En 1604, deux ans avant sa mort, Karel van Mander, natif de Meulebeke (1) publie pour la peinture flamande ce que Vasari avait fait cinquante ans avant pour l’italienne, de sorte qu’il est aujourd’hui encore une bonne source de renseignements sur les peintres de son temps.

Peintre et poète, il a écrit son œuvre en vers. Comme il y donne aussi des tas de conseils, il y a ce passage amusant où il s’adresse aux jeunes peintres flamands qui s’apprêtent à faire le voyage en Italie (2):

Want Room is de Stadt, daer voor ander plecken
Der Schilders reyse haer veel toe wil strecken,

Car Rome est la Ville, vers laquelle avant toute autre se dirige le voyage des peintres.

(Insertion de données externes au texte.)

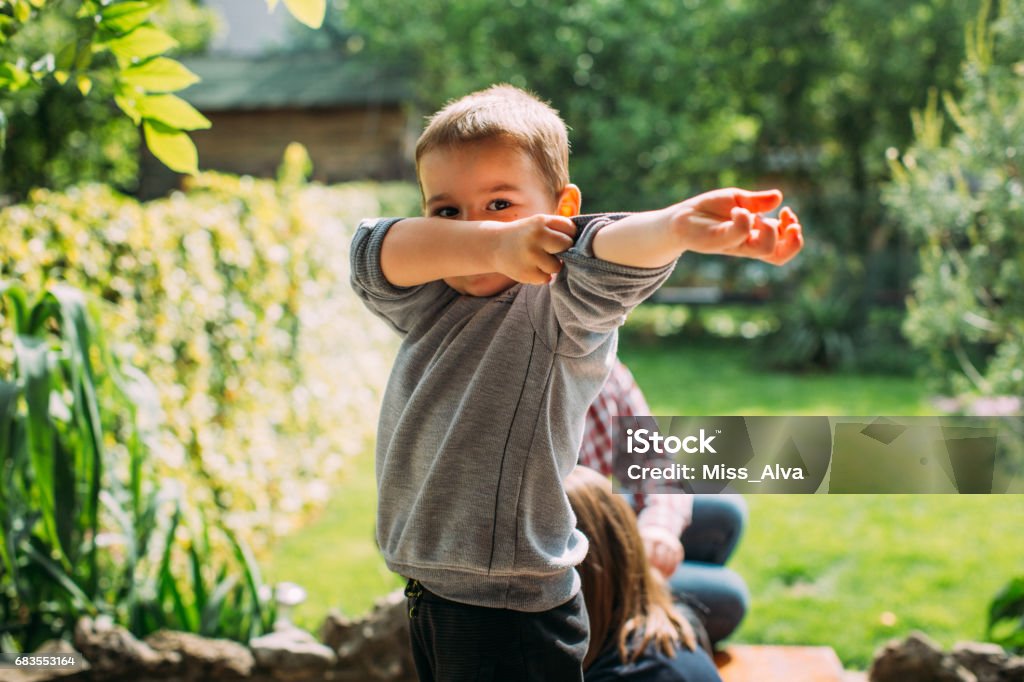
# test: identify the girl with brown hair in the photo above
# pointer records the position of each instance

Il prévient donc la jeunesse, en s’appuyant sur Pétrarque, que malgré leurs airs polis et gentils, il faut se méfier des Italiens:

Cleyn Herberghen, quaet gheselschap wilt vlieden,
En laet over u niet veel ghelts bespieden,
En u verre reyse verberght oock stille,
Zijt eerlijck en beleeft, vry van gheschille,
[…].
Leert over al kennen des Volcx manieren,
Het goede naevolghen, en vlieden t’quade,
Reyset vroech uyt, en wilt oock vroech logieren,
En om mijden plaghen oft vuyle dieren,
De bedden en lakens slaet neerstich gade:
maer sonderlinghe onthoudt u ghestade
Door lichte Vrouwen worden veel verdorven.
Van lichte Vrouwen, want boven de zonden
Mocht ghy zijn u leven daer van gheschonden.
(3)

Évitez les petites auberges et les mauvaises fréquentations, ne montrez pas tout votre argent, cachez aussi votre destination lointaine, soyez honnête et poli, ne vous disputez pas […]. Apprenez partout les usages locaux, suivez les bons, évitez les mauvais, partez de bon matin et cherchez tôt un logis, et pour éviter les maladies ou la vermine, vérifiez soigneusement les lits et les draps; mais surtout évitez toujours les femmes de mauvaise vie, car en plus du péché elles pourraient vous donner une maladie mortelle.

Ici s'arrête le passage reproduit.